The problem is that the Fed is pushing on a rope right now. The problem is that banks aren't lending, but this is not because interest rates are too high or that there is a Fed-imposed limit on lending. It's because the banks are scared.
The problem with the Fed's money regulatory mechanisms is that they all assume that banks will always lend as much as they are allowed at competitive rates. So what happens if they don't? The Fed can extend ever-increasing enticements to lend, but until the banks stop being scared, they won't respond. So then what happens when the banks snap out of it? The Fed's enticements suddenly start working and banks will overextend themselves and we will be in for another world of hurt.
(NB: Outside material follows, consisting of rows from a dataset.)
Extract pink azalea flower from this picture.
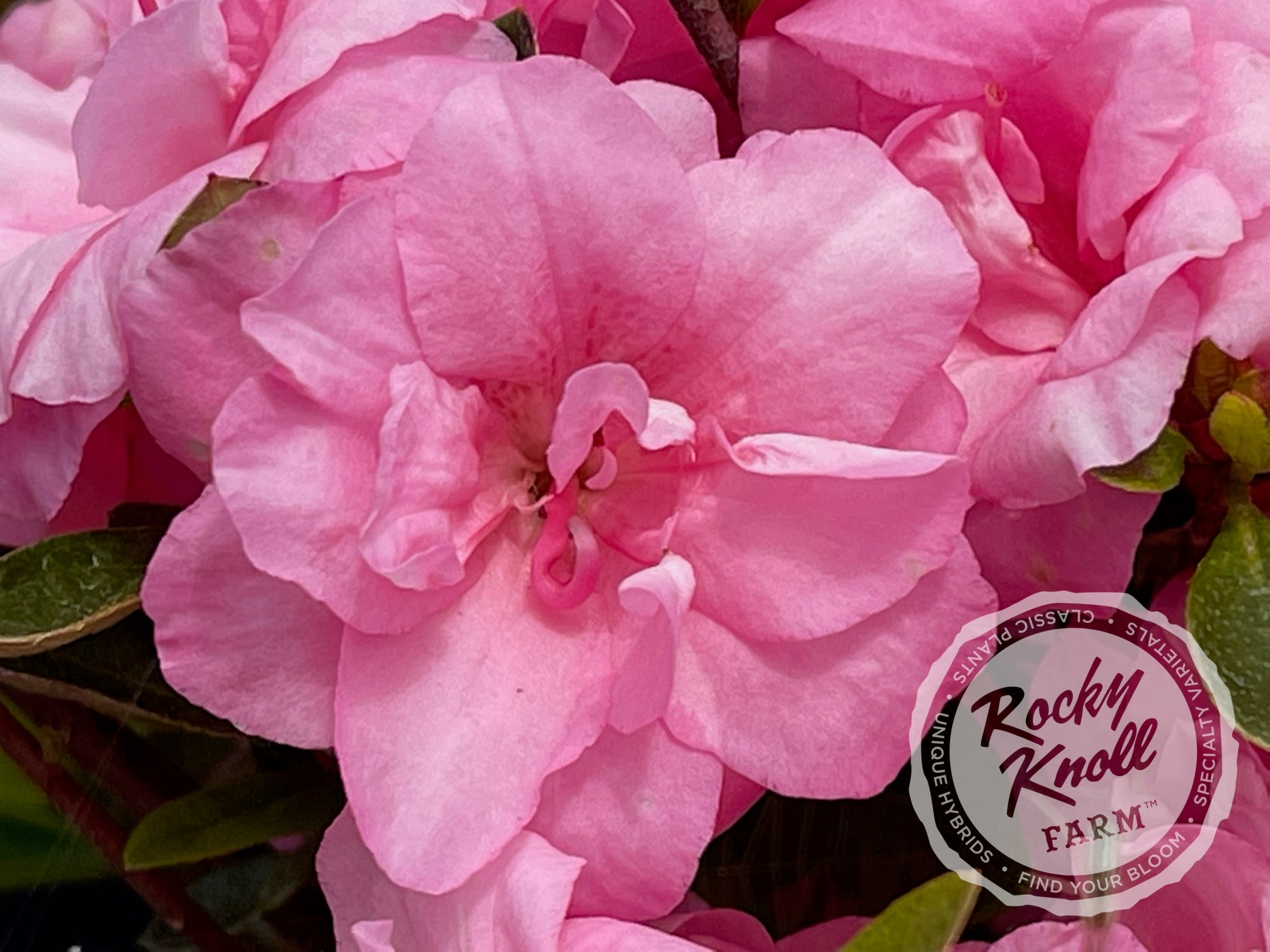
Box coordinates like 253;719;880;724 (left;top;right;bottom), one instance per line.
742;0;1270;507
0;0;513;543
144;57;992;904
486;0;740;147
0;0;137;89
318;811;1153;952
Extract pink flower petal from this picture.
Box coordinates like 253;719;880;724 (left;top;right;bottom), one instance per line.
655;130;978;442
665;543;996;798
879;371;966;453
1186;213;1270;361
547;363;649;486
1180;43;1270;218
672;434;969;642
335;533;608;892
618;80;719;171
776;0;1093;104
0;67;102;238
361;363;514;591
398;57;701;387
739;36;861;135
212;376;458;632
232;0;485;140
714;767;767;836
991;922;1153;952
657;909;776;952
608;553;696;734
528;723;723;920
318;810;582;952
74;0;230;208
118;183;338;475
141;487;344;748
949;265;1199;507
965;478;1160;605
0;395;118;546
776;915;874;952
239;191;419;424
1124;169;1243;272
885;112;1088;352
559;918;711;952
260;17;516;182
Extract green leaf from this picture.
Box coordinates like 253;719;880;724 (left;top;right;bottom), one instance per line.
123;770;344;869
0;612;237;735
1090;427;1193;492
494;6;538;60
1186;497;1270;748
137;844;318;952
0;526;163;657
841;873;979;952
0;754;110;891
159;173;264;250
1208;391;1270;482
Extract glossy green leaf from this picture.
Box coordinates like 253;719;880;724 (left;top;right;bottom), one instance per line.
123;770;344;869
841;873;979;952
160;173;264;249
0;612;236;735
494;6;538;60
1186;499;1270;748
1208;391;1270;482
1090;427;1191;492
0;526;163;657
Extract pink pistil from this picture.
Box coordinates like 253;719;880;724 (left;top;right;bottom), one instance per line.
530;482;599;608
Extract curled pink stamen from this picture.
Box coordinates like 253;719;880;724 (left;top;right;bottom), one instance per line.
587;447;617;491
530;483;599;608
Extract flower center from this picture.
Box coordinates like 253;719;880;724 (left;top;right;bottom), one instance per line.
530;479;599;608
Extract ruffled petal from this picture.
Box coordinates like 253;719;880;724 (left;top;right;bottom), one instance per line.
335;533;610;892
118;183;339;475
665;542;996;798
398;57;701;389
318;810;582;952
141;487;344;748
650;130;978;443
672;434;970;642
528;723;723;920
Also the increased money supply that the Fed pumped into the economy to offset the decrease in lending gets augmented by the new lending into a huge jump in inflation
I've been trying to think of a way for the Fed to "pull the rope" rather than push. One horrible but straightforward idea is to fine banks who fall below a certain lending percentage. It's kind of like a reverse reserve requirement. Another even worse idea is for the Fed to compete directly with banks in lending when private lending dries up. Another similarly bad idea is for the Fed to tell the banks that it will pay back a certain percentage of bad loans, taking the bank's risk away.
Whatever is done, I still expect the scenario to play out that deflation runs its course in a year or so, and then snaps back into a short period of very fast inflation before settling down.